Here There and Everywhere: Anticipating the Art for the Future
Place: Part IV   Psychological

Image: Ingalena Klenell

Glimmering Gone
Beth Lipman • USA www.bethlipman.com
Ingalena Klenell • Sweden www.klenell.com/ingalena

According to the artists, “Glimmering Gone is a collaborative installation that uses landscape and artifacts to investigate our connection with nature and collective and personal memory. Glimmering Gone uses glass to encourage desire, allude to life’s transience and describe the unattainable.” Artists Klenell and Lipman have taught and lectured collaboratively in Italy, Sweden and the United States since 2001. Their collaboration has benefited each artist and their respective communities greatly, providing a deeper understanding of cultural similarities and differences and has led to new ways of thinking about creative processes and relationships.

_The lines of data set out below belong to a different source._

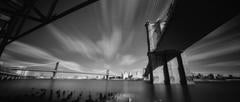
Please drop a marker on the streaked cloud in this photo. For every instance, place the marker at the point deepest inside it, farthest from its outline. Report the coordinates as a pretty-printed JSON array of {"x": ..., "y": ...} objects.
[
  {"x": 18, "y": 48},
  {"x": 127, "y": 60}
]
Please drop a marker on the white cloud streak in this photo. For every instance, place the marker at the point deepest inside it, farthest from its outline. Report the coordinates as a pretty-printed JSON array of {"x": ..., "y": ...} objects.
[{"x": 34, "y": 52}]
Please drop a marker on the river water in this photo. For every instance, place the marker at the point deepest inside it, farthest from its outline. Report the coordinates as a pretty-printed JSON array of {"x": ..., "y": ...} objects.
[{"x": 136, "y": 91}]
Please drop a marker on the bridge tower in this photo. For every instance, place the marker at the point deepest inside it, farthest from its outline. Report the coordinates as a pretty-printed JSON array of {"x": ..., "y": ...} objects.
[
  {"x": 55, "y": 70},
  {"x": 107, "y": 74}
]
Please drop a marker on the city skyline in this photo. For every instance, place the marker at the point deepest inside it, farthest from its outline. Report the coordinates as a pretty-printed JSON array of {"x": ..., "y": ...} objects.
[{"x": 111, "y": 35}]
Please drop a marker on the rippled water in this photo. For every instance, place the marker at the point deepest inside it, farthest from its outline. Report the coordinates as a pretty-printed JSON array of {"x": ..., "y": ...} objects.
[{"x": 139, "y": 91}]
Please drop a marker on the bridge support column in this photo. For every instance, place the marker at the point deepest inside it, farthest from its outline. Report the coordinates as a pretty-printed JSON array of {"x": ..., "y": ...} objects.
[
  {"x": 151, "y": 75},
  {"x": 181, "y": 71},
  {"x": 54, "y": 73},
  {"x": 165, "y": 70}
]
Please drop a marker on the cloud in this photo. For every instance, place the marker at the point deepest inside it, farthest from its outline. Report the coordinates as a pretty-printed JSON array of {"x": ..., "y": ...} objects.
[
  {"x": 33, "y": 52},
  {"x": 107, "y": 46},
  {"x": 27, "y": 50},
  {"x": 110, "y": 45},
  {"x": 85, "y": 47},
  {"x": 127, "y": 60}
]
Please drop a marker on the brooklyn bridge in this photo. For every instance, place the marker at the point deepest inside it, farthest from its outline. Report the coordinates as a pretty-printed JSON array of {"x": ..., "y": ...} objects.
[{"x": 119, "y": 50}]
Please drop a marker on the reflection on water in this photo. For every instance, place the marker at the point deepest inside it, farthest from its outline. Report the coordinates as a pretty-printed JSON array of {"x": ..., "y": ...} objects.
[{"x": 120, "y": 91}]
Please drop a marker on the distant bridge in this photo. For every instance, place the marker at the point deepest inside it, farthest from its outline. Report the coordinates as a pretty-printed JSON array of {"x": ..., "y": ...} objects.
[{"x": 56, "y": 71}]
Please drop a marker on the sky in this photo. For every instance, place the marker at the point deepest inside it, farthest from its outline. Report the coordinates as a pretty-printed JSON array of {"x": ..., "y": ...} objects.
[{"x": 110, "y": 34}]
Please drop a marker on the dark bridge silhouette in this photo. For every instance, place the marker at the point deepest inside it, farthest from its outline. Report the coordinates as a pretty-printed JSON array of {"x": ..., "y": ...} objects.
[{"x": 190, "y": 21}]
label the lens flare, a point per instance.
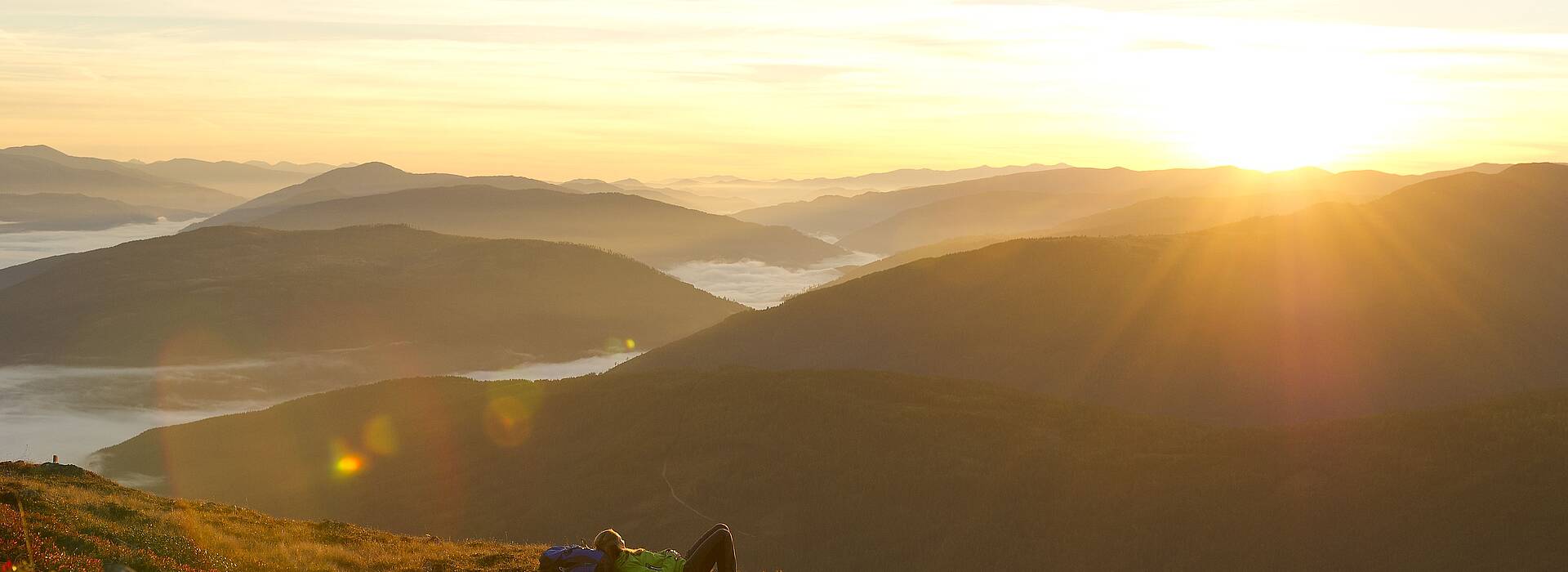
(507, 420)
(349, 464)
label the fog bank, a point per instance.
(562, 370)
(25, 247)
(763, 286)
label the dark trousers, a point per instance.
(714, 549)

Now, for the first time in their professional relationship, the artists are joining together to create Glimmering Gone, an exhibition that asks Klenell and Lipman to walk into the unknown, take risks by relinquishing each individual’s primary working method and challenge the artists to connect despite geographical distance, cultural differences and time zones. The artists are working on their own and in each other’s studios as well as while co-residents at the Museum of Glass’s hot shop with three American and three Swedish glassblowers to fabricate the artifact portion of their project. According to the artists, “The exhibition will include a small room that has a vitrine filled with sculpted clear glass mementos such as a book, eyeglasses, bottle, brush, as well as other less recognizable objects. A larger room will hold a three dimensional landscape made of sculpted clear glass components that hang from the ceiling and rise up from the floor. The landscape will fill approximately half the room and visitors will walk on a boardwalk that meanders the length of the landscape. Light projections will play over an additional wall that will have imbedded glass artifacts. “The intangible results of this collaboration are as important as the exhibition. The exchange between American and Swedish artists and craftsmen will allow a greater understanding of the similarities and differences in each party’s respective creative practices. The exchange will act as a catalyst for new works of art and a broader understanding of each culture. New relationships will be forged leading to additional opportunities in each country.”


Exhibition Venue:
Museum of Glass • Tacoma, Washington, USA
www.museumofglass.org
August 2010—2011
The Museum of Glass, which opened six years ago, is located in Tacoma, Washington.
It has already attracted over one million visitors from around the world with its unusual modern architecture, live glassblowing demonstrations and intriguing exhibitions of contemporary glass.